This transcript has been edited for clarity.
Sugar-sweetened-beverage taxes have been proposed as a means to reduce obesity and type 2 diabetes. Two cities that have implemented these taxes include Berkeley, California, and Philadelphia, Pennsylvania.
Three years after the tax was implemented in Berkeley, consumption of sugar-sweetened beverages in lower-income, racially and ethnically diverse neighborhoods dropped by about 50%.[1] The tax has also raised an incredible amount of revenue for public health and education programs, as well as for community-based organizations focused on health equity. Through fiscal year 2021, more than $9 million has been raised for these purposes.
In Philadelphia, we've also seen a big impact of this tax on the consumption of sugary drinks. A recent study published in JAMA[2] found that within 1 year of tax implementation, there was a net 38% reduction in consumption of taxed beverages.
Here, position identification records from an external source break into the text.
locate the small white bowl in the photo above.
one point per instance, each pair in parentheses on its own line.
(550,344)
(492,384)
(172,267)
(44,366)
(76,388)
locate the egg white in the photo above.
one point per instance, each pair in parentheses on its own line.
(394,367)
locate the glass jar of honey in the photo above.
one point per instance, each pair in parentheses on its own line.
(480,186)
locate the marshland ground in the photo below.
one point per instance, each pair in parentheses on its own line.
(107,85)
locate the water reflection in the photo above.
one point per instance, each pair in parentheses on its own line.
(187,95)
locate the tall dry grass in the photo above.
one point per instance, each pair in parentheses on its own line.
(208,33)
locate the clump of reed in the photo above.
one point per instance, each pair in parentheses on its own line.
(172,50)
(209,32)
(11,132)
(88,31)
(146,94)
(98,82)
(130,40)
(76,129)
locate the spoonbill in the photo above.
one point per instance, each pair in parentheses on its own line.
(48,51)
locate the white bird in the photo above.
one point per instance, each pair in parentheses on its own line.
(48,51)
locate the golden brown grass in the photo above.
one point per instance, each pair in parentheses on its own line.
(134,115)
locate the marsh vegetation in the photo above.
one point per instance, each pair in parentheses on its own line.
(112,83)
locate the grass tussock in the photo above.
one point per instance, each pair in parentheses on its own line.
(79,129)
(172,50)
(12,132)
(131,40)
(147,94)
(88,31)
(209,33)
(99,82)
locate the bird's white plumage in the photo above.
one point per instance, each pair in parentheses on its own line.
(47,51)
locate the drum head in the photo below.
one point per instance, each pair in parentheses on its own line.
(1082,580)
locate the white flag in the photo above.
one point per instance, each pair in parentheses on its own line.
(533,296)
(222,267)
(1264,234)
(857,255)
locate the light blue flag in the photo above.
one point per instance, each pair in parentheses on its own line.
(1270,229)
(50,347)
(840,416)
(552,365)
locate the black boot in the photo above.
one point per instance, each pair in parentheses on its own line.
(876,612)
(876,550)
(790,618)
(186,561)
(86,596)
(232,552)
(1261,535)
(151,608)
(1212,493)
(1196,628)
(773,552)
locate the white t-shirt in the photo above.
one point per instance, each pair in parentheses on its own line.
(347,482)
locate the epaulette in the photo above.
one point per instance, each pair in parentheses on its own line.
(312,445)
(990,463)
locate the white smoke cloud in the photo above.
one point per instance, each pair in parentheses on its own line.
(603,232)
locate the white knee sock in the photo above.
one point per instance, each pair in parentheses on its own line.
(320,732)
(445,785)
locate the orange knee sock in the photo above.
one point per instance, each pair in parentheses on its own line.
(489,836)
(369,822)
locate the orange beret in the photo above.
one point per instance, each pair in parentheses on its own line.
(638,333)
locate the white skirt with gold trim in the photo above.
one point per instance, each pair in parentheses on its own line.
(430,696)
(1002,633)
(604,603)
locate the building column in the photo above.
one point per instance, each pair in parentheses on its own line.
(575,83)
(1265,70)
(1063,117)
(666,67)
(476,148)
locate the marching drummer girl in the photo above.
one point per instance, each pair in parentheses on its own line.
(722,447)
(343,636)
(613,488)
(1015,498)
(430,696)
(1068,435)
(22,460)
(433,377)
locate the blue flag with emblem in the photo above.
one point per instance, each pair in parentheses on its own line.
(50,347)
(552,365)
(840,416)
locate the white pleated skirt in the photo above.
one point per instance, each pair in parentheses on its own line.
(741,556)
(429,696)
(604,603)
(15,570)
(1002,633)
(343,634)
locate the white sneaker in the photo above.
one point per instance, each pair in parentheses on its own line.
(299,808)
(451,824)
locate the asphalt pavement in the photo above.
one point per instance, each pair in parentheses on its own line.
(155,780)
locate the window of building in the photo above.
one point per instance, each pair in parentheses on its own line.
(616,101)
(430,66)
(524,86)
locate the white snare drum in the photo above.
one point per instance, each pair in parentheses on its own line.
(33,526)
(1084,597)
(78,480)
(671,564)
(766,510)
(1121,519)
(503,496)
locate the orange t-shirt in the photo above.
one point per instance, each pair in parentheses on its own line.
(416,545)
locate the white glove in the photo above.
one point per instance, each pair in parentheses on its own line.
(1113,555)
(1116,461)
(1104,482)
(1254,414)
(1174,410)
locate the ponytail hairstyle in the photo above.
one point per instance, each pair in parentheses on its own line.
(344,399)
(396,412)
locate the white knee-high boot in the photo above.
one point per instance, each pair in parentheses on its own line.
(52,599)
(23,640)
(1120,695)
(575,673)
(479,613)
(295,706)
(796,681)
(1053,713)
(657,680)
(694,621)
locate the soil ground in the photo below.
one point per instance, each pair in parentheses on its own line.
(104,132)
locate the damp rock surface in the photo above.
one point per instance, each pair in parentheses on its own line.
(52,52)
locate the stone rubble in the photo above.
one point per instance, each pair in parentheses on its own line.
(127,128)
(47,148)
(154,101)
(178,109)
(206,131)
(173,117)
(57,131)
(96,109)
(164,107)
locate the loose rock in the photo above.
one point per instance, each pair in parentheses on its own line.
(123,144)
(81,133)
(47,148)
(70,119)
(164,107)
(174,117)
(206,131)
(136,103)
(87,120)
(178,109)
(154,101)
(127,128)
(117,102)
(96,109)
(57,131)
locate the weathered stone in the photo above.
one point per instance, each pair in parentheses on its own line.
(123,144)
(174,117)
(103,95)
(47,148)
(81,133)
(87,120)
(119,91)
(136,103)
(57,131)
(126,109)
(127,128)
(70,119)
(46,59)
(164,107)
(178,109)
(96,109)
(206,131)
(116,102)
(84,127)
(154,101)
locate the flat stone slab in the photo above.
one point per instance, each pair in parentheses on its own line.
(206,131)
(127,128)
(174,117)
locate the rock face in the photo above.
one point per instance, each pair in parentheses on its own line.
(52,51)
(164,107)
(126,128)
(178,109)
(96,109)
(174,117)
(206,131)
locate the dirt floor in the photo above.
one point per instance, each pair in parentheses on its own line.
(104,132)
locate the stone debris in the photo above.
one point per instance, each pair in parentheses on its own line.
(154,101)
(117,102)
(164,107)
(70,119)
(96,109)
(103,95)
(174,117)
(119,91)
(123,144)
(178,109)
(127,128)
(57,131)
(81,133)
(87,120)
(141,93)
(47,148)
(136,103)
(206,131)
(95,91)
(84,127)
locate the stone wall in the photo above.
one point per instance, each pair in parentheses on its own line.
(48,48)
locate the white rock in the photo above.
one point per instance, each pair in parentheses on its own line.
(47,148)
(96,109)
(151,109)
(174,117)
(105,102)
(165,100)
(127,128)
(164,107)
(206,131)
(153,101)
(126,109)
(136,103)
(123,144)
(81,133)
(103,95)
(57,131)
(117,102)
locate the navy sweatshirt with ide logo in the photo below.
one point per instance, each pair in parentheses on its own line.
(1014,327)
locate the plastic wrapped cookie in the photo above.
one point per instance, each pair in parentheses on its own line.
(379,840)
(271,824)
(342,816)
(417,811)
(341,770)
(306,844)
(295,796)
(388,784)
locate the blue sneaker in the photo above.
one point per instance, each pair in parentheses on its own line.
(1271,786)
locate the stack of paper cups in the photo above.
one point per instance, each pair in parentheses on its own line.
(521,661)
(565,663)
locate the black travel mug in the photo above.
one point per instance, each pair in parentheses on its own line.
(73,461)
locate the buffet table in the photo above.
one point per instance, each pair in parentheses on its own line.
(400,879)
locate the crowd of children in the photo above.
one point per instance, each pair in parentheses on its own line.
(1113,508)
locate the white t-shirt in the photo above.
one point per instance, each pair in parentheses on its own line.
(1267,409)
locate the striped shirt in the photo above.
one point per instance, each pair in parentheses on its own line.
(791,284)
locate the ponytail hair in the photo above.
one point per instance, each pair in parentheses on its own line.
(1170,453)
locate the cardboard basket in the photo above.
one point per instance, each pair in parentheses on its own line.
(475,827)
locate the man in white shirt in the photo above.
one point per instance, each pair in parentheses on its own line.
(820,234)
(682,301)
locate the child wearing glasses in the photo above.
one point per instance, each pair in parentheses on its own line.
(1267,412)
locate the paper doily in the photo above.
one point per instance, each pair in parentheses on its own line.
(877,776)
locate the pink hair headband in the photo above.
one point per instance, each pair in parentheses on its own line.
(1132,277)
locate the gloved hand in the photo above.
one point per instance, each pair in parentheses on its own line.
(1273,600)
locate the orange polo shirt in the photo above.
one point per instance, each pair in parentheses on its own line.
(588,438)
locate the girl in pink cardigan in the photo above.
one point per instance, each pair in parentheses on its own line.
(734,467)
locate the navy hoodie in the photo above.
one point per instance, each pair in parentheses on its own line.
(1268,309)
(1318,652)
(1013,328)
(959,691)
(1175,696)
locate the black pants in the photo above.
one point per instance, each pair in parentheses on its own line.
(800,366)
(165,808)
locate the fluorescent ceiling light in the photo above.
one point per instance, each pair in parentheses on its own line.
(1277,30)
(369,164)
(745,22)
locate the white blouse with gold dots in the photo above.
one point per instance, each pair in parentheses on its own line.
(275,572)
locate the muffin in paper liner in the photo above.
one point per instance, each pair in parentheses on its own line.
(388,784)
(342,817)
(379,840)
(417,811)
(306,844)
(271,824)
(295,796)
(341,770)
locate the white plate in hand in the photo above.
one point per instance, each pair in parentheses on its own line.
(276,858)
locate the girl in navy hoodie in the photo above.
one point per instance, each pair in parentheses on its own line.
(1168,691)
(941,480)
And not only has Philadelphia's tax on sweetened beverages reduced consumption of these drinks, but it has also funded thousands of free preschool seats for low-income families.
Together, these taxes have had the intended impact so far of reducing consumption or purchasing of sugar-sweetened beverages. And they've also been funding important education and public health programs that especially benefit disadvantaged communities—communities that have experienced disproportionate marketing for unhealthy foods and beverages.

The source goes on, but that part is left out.